While running the hospital, Landry frequently clashed with the council and built a reputation as a hands-on, ambitious, outspoken leader and, in the eyes of some, a micro-manager.
That sometimes brash demeanor is often cited by both detractors and supporters.
“He’s not a puppet to anybody. He doesn’t have anybody pulling his strings, so I think he’s going to be a person who does what he feels is right for the parish and without anybody else trying to pull the strings and tell him what to do,” Melerine said. “That’s what I like about him.”
If he’s elected, Landry — a wealthy businessman who loaned his campaign $70,000 last month — said he will have his work cut out for him, noting that after Peralta’s troubled tenure, St. Bernard has “an image problem second-to-none that’s on a downward spiral.”
But not surprisingly, he believes he’s the right man for the job.
“I’m good at what I do. I really am,” he said. “I’m a good manager of money; I’m a good CEO. But this is not a job you can do by yourself, and we’ve got a heck of a responsibility ahead of us.”
Landry’s campaign platform includes operating parish government more efficiently, attracting new businesses, improving youth recreation offerings and reducing fees for them, and holding quarterly meetings with residents to update them on issues and gather their views.
McInnis, 52, of Meraux, has worked as a teacher and basketball coach at Chalmette High School for the past 16 years. As a first-term council member, he has no party affiliation.
An accountant by trade, McInnis served as the council chairman and has sat on its Water and Sewer Committee. He also was elected a justice of the peace in 1996 and managed the Sheriff’s Office’s finances in the mid-1990s.
Major hurdles facing St. Bernard, he said, include continuing to eliminate blight more than a decade after Hurricane Katrina devastated the parish. He also promises to promote transparency in government, place public records and contracts online for public scrutiny and make sure St. Bernard’s government operates in compliance with its parish charter.

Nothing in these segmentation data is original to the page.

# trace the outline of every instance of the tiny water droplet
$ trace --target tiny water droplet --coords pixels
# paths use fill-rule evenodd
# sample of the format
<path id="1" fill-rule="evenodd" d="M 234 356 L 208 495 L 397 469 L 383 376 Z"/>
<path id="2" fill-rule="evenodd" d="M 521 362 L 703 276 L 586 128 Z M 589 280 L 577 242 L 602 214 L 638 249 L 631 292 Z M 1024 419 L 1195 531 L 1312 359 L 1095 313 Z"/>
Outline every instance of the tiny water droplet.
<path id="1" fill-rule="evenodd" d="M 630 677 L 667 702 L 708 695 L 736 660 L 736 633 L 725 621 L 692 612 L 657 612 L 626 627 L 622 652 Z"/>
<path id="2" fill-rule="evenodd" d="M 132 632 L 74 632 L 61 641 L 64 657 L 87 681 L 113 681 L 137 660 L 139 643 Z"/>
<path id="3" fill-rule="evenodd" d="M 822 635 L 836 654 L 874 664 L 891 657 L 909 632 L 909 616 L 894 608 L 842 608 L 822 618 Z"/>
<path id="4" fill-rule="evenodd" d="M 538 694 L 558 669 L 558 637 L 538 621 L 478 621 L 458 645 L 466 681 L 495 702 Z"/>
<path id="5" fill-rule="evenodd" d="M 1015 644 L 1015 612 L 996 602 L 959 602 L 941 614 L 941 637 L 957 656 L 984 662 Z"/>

McInnis has largely — and proudly — kept a positive tone as he campaigns. In an interview, he avoided directly criticizing Landry while touting his own, long-standing ties to the community.
“We’re just doing the same things we’ve done the whole time: sending a positive message to the citizens of our parish, letting them know that the leadership of our parish will be in good hands if we are elected,” he said. “We’re qualified, we’re ready to hit the ground running on the first day, and we will bring integrity on the regional stage.”
While former parish President Charles Ponstein said he appreciates Landry’s business savvy, he’s not sure that his sometimes brash style of leadership would suit the job. “When you’re president, you have to be able to get along with the council, and I think Guy personally has that disposition to get along, as opposed to Wayne,” said Ponstein, who served two terms as president beginning in the late 1990s.
McInnis also touted his demeanor as his one of his strengths. “I think what sets me apart is the respect I have for employees, and how I interact with them and get along well with people who work for me,” he said.
That kind of attitude, he said, is what voters are ready to embrace after watching the council battle through one confrontation after another with Peralta in recent years.
“I just think they want our elected officials to get along and cooperate with each other for the betterment of all the citizens in St. Bernard,” he said.